PipelineDP
PipelineDP copied to clipboard
sklearn `Pipeline` support and examples
Feature Description
DP is valuable in many "traditional" machine learning pipelines, and sklearn is the largest "traditional" ML ecosystem in Python. Would examples or first-class support for scikit-learn Pipeline
workflows be worth contributing? We (@licensio) would be happy to contribute this via PR.
Is your feature request related to a problem?
The "framework-free" examples could easily be adapted to sklearn workflows, but substantially more concise usage would be possible with proper sklearn.Pipeline
support.
What alternatives have you considered?
As discussed above, sklearn users could adapt the framework-agnostic examples.
Additional Context
N/A
Thanks Michael for suggestion! It sounds interesting. We're open to add native support of different APIs (though having an example is a good start). We have on our roadmap to have better integration with the Python ecosystem.
Let's at first understand how it might look like. I'm not familiar with scikit-learn Pipeline
workflows (I've just quickly checked its documentation). Could you please explain your ideas for an example of using PipelineDP and scikit-learn Pipeline?
Let me work up a few options. I think there might be two distinct use cases - one for unsupervised workflows (e.g., clustering) and one for supervised workflows (e.g., regression).

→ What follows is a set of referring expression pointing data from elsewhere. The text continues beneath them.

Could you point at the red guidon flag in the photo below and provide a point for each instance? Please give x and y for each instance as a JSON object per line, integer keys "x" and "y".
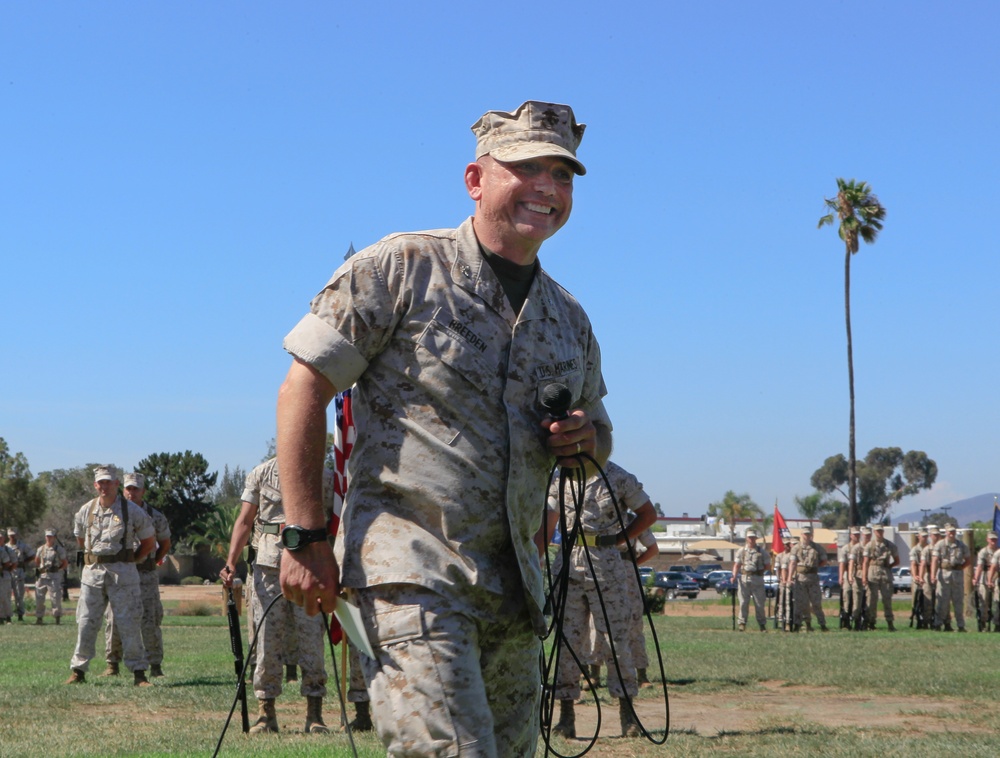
{"x": 344, "y": 435}
{"x": 780, "y": 537}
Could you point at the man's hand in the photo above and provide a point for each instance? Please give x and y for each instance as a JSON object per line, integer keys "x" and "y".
{"x": 311, "y": 578}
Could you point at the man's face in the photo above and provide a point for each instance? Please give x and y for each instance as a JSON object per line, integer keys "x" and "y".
{"x": 522, "y": 203}
{"x": 106, "y": 487}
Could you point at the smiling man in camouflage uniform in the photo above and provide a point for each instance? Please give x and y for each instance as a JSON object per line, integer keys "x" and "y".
{"x": 450, "y": 337}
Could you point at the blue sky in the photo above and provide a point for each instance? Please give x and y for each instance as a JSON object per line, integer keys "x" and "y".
{"x": 181, "y": 178}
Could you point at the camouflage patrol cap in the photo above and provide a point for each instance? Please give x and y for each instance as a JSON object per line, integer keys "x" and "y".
{"x": 135, "y": 479}
{"x": 105, "y": 473}
{"x": 534, "y": 130}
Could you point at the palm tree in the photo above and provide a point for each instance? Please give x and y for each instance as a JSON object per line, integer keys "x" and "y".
{"x": 861, "y": 216}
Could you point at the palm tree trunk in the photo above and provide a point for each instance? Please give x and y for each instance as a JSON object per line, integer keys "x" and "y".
{"x": 851, "y": 456}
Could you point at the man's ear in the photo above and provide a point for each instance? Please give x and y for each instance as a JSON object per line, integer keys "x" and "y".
{"x": 474, "y": 181}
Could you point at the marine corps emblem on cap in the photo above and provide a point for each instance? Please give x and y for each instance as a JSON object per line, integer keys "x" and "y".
{"x": 135, "y": 479}
{"x": 105, "y": 473}
{"x": 534, "y": 130}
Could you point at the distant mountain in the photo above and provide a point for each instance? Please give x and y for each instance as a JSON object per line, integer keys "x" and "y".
{"x": 978, "y": 508}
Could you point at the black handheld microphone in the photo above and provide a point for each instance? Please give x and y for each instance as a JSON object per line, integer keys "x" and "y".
{"x": 556, "y": 398}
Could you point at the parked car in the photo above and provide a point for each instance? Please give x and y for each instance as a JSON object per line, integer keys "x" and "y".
{"x": 902, "y": 579}
{"x": 700, "y": 579}
{"x": 715, "y": 576}
{"x": 673, "y": 584}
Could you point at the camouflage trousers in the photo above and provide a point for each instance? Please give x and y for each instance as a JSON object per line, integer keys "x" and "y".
{"x": 124, "y": 598}
{"x": 751, "y": 588}
{"x": 152, "y": 617}
{"x": 46, "y": 583}
{"x": 450, "y": 676}
{"x": 987, "y": 598}
{"x": 597, "y": 651}
{"x": 5, "y": 606}
{"x": 879, "y": 587}
{"x": 582, "y": 607}
{"x": 17, "y": 586}
{"x": 272, "y": 635}
{"x": 950, "y": 592}
{"x": 808, "y": 597}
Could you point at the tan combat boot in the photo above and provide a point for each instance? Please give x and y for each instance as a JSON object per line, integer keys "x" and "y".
{"x": 567, "y": 720}
{"x": 630, "y": 727}
{"x": 314, "y": 716}
{"x": 267, "y": 721}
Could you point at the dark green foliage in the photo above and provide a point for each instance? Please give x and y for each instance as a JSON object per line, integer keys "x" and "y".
{"x": 884, "y": 477}
{"x": 22, "y": 501}
{"x": 178, "y": 484}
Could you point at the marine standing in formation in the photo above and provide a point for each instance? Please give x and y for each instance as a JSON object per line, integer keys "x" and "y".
{"x": 749, "y": 566}
{"x": 7, "y": 561}
{"x": 449, "y": 337}
{"x": 23, "y": 555}
{"x": 106, "y": 528}
{"x": 880, "y": 557}
{"x": 149, "y": 588}
{"x": 806, "y": 558}
{"x": 600, "y": 538}
{"x": 921, "y": 600}
{"x": 850, "y": 597}
{"x": 981, "y": 585}
{"x": 51, "y": 561}
{"x": 263, "y": 509}
{"x": 949, "y": 558}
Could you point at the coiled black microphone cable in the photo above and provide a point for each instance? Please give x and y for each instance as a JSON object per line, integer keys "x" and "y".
{"x": 556, "y": 400}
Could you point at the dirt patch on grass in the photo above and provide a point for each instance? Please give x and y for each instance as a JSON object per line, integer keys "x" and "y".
{"x": 776, "y": 704}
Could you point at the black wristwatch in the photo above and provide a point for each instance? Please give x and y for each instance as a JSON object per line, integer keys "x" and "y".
{"x": 295, "y": 538}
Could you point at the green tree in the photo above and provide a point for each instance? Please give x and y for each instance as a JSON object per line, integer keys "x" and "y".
{"x": 884, "y": 477}
{"x": 178, "y": 484}
{"x": 22, "y": 501}
{"x": 735, "y": 507}
{"x": 861, "y": 216}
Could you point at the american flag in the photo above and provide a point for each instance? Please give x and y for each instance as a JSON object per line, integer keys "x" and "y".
{"x": 344, "y": 435}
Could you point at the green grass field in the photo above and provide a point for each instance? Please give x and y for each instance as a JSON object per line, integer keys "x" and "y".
{"x": 705, "y": 663}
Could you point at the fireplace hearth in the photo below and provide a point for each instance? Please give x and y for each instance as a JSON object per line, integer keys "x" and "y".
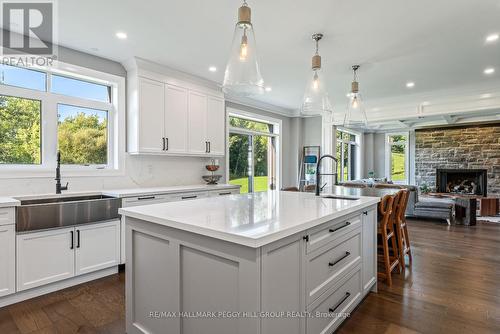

In the meantime, here are a few more references that might be helpful if you are curious:
- https://github.com/scikit-learn/scikit-learn/blob/main/sklearn/feature_extraction/text.py#L557
- https://github.com/scikit-learn/scikit-learn/blob/main/sklearn/preprocessing/_function_transformer.py#L19
- https://scikit-learn.org/stable/modules/preprocessing.html
Hey Michael:
We've had a couple of internal teams think about this. Would you be open to a 30 min chat on this topic?